Size and Effort
In software development, larger software applications take more effort to develop than smaller ones. The bigger the software size, the more effort. That seems reasonable, and is what we would expect. What isn’t obvious is that the relationships between the core metrics are all exponential. For example, the relationship between size and effort is logarithmic.
This relationship causes some surprises. For example, software productivity (size produced per unit of effort) rises as software size rises. QSM’s data (>10,000 software projects) definitely shows an upward trend in productivity as application size increases. This is true whether we use measures like QSM’s PI (Productivity Index) or ratio based productivity measures (e.g., SLOC or Function Point per person month of effort).
I took another look at productivity data.The follow-up question I answered was, “Does productivity (measured as SLOC/PM) always increase with system size, or could the size-productivity relationship actually behave differently in certain regions of the size spectrum?” To answer this question I used standardized residuals to evaluate the size/productivity regression trend.
Simply put, residuals measure the difference between predicted values (the value of the regression trend at a particular size) and actual metric values. If the regression line provides a poor “fit” in certain size regimes, the residual values will reflect the gap between the values predicted by the trend and actual productivity values for that size regime.

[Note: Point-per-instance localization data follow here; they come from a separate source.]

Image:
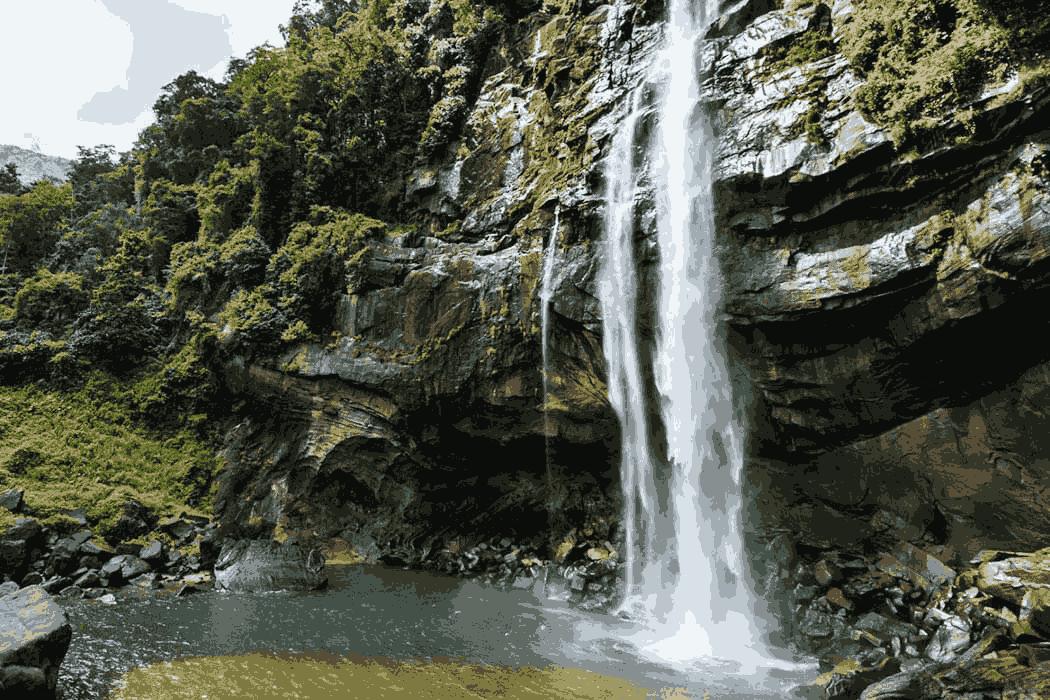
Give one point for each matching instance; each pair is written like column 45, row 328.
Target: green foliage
column 303, row 20
column 9, row 184
column 923, row 58
column 28, row 224
column 47, row 295
column 171, row 210
column 85, row 450
column 97, row 181
column 811, row 46
column 226, row 202
column 125, row 321
column 85, row 245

As can be seen in the figure above, the residuals form an almost perfect normal distribution. This implies that there was no unexplained skew in the data.
Productivity and Staff Paradox
Effort, productivity and staff size all tend to be higher on larger software size projects. This can be seen in the following figure, which uses over 4,000 projects completed between 2001 and 2011.
Previous research (e.g., see Armel in Resources) has shown that large team sizes (higher staff) results in lower productivity.
So, large projects have higher productivity. And large projects have higher staff. But higher staff results in lower productivity. How can this be?
To understand the underlying relationships, we need a way to visually examine three variables at once: size, productivity, and staff.
Clustered boxplots provide a view of the trends. A box in a boxplot represents the interquartile range of the data. The bottom of the box is at the first quartile (25^{th} percentile). The dark line inside the box is the median (50^{th} percentile). The top of the box is the third quartile (75^{th} percentile). The “whiskers” extending out from the box represent the range of the values. Individual outliers (if any) show up as circles, and extreme values are asterisks.
To create the following plot, the projects were first divided into quartiles for size and also in quartiles for peak staff. Quartile 1 has the smallest 25% of projects and quartile 4 has the largest 25%. Productivity on the vertical axis is expressed on a log scale to further improve the readability.
In the above plot, productivity decreases as peak staff increases within each quartile of size. To see this, pick any of the size quartiles, and compare the position of the 4 adjacent boxes. In the next graph, this has been done with an oval drawn around the second quartile of size. Productivity drops as staff increases, for a given size.
Next, we can see that within each quartile of peak staff, productivity increases as size increases. Pick any color of box, and compare the position of the 4 boxes with the same color (one from each quartile of size). For a given staff size, productivity is higher on larger projects. In the following graph, the largest staff sizes are identified with arrows.
Simple productivity is higher on larger software development projects. Smaller team sizes tend to have higher productivity. With this data set, we’ve shown that these two statements are not mutually exclusive. Larger teams become more productive as project size increases, but productivity increases even further as team size decreases.
For additional information on this topic, please take a look at the QSM Benchmark Table and the other resources listed below.
About the Author: Paul Below has over 30 years of experience in technology measurement, statistical analysis, estimating, Six Sigma, and data mining. As a Principal Consultant with QSM, he provides clients with statistical analysis of operational performance, process improvement, and predictability. He is a Six Sigma Black Belt, and has one US Patent.
- MB: Main Build, which includes Design, Code, and Test.
- MM: Man Month. 1 MM is 1 person working 1 month.
- N: Sample size, or the number of projects used in the analysis
- PM: Programmer Month (similar to MM)
- SLOC: Lines of source code
References
- “Best-in-Class Performers Use Smaller Teams”, p. 33 of Armel, Kate. “Data-driven Estimation, Management Lead to High Quality”. QSM Software Almanac: Application Development Series, 2014 Research Edition. 25-42. Print and online PDF.
- QSM Performance Benchmark Tables. http://www.qsm.com/resources/performance-benchmark-tables
- Armel, Kate. “Small Teams Deliver Lower Cost, Higher Quality”. QSM Software Almanac: Application Development Series, 2014 Research Edition. 73-75. Print and PDF.
- Below, Paul. “Maximizing Value: Understanding Metrics Paradoxes through use of Transformation”. The IFPUG Guide to IT and Software Measurement: A Comprehensive International Guide. Ed. IFPUG, New York, CRC Press, 2012. 319-333. Print.
- Below, Paul. “Data Mining for Process Improvement”. Department of Defense Journal Crosstalk, Jan/Feb 2011, 10-14. Print and online PDF.